SantiaGoToRome begins! The project created by Associazione Movimento Lento, sponsored and supported by the European Association of Via Francigena Ways, comes to life. Having achieved its first fundraising goal, the initiative to unite the Camino de Santiago and the Via Francigena has officially been launched.
Two pilgrims decided to return to Sigeric’s route backwards, crossing France to reach their destination in Spain: new steps to test the route. Valentina Prestigiacomo, from Sicily, left Rome on Sunday 13th May and will travel along the Via Francigena of the Valle di Susa up to the Montgenèvre, to Arles on Via Domizia. Luca Mattei, will also start from Rome, in June, on the route that crosses Liguria from Sarzana to Ventimiglia.
It’s a journey – half dream, half challenge – to reunite two major European routes of over 3 thousand km at a slow pace. How was this idea born?
“In the Middle Ages, the Via Francigena and the Camino de Santiago were both part of a large communication network. Even today, these two paths are connected through France with the GR (Grande Randonnée). So we decided to throw a stone into the pond: the Via Francigena can connect Rome to Santiago and from here the SantiaGoToRome project started,” explains Alberto Conte, president of Associazione Movimento Lento.
How is the project structured?: “We invented a “guerrilla” communication style. As the path of Santiago is marked towards Santiago, we said: “Why not put signs on the other side?” It is a service to pilgrims and a communication operation to publicise the way to Rome – adds Conte – a volunteer, Sara Pezzuto, enthusiastically joined the project; she started the journey and took care of the first signs. At the same time, we launched a two-month crowdfunding campaign; we exceeded the target thanks to the contribution of sponsors and friends, collecting about 3 thousand euros to repay part of the costs of starting the project“.

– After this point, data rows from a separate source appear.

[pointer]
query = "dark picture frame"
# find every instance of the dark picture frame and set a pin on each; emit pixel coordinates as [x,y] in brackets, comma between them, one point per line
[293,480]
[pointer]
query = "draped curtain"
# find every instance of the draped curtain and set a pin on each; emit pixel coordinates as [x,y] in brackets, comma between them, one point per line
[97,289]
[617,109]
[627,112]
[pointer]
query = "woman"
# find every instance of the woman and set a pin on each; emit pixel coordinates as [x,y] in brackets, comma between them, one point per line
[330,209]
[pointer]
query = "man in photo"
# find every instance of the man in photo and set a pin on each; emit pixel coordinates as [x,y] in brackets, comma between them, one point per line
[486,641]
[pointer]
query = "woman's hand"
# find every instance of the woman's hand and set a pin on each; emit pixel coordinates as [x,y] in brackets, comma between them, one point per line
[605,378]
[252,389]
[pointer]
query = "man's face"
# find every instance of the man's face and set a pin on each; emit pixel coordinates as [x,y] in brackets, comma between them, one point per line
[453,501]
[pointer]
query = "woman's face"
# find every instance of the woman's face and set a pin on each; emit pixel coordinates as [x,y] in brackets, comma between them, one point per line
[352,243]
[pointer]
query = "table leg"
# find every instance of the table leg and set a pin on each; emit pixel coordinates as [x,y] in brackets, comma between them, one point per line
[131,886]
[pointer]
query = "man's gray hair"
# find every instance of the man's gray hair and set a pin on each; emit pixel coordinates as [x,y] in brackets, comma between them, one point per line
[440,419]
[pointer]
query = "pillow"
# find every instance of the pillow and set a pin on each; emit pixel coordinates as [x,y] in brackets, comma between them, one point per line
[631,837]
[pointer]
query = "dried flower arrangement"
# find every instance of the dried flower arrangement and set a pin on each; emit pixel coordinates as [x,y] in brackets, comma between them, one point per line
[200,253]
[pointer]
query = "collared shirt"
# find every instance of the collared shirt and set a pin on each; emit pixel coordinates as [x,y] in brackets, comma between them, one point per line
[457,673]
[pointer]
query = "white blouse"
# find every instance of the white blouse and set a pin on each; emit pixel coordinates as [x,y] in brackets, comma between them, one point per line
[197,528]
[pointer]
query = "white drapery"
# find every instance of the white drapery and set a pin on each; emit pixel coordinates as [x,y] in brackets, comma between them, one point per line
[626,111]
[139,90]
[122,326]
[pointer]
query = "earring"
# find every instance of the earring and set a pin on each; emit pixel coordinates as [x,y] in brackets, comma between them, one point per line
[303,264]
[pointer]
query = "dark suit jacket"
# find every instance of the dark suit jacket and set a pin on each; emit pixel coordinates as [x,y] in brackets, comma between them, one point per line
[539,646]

SantiaGoToRome has captured web attention and the dream continues. “We will follow Valentina and Luca on their journey. It will help us to test the route – adds the founder of Movimento Lento – Luca Mattei will follow the stretch from Liguria. The route that crosses Liguria is wonderful, it has strong potential for development but has not yet been valued as a link between the Via Francigena and Santiago. One of Luca’s objectives will be to explore and narrate this path. If we succeed, we want to raise awareness among administrations, stakeholders and communities to develop the route. Liguria, from marginal territory, could become a central hub of European paths“.
What’s next for SantiaGoToRome? “Our goal is to open the “western front” of the Via Francigena by creating a flow of pilgrims from abroad to Italy, from France in particular. We will contact the various associations of the ‘Friends of the Way of Saint James’ of France to explore their interest, in collaboration with the European Association of the Via Francigena Ways“says Conte.
“This project aims to recall the appeal of the Camino de Santiago brand and propose locally, as well as creating microeconomics. We know when sustainable tourism is important for territories; we’re talking about a target that has economic value but above all a strong socio-cultural value, an intangible aspect that should not be underestimated. Since we opened our hostel in Piedmont (the Casa del Movimento Lento in Roppolo, in the province of Biella) getting in touch with people coming from all over the world has become a very important form of personal enrichment“.
The project has just begun. Pilgrims step up. SantiaGoToRome awaits you!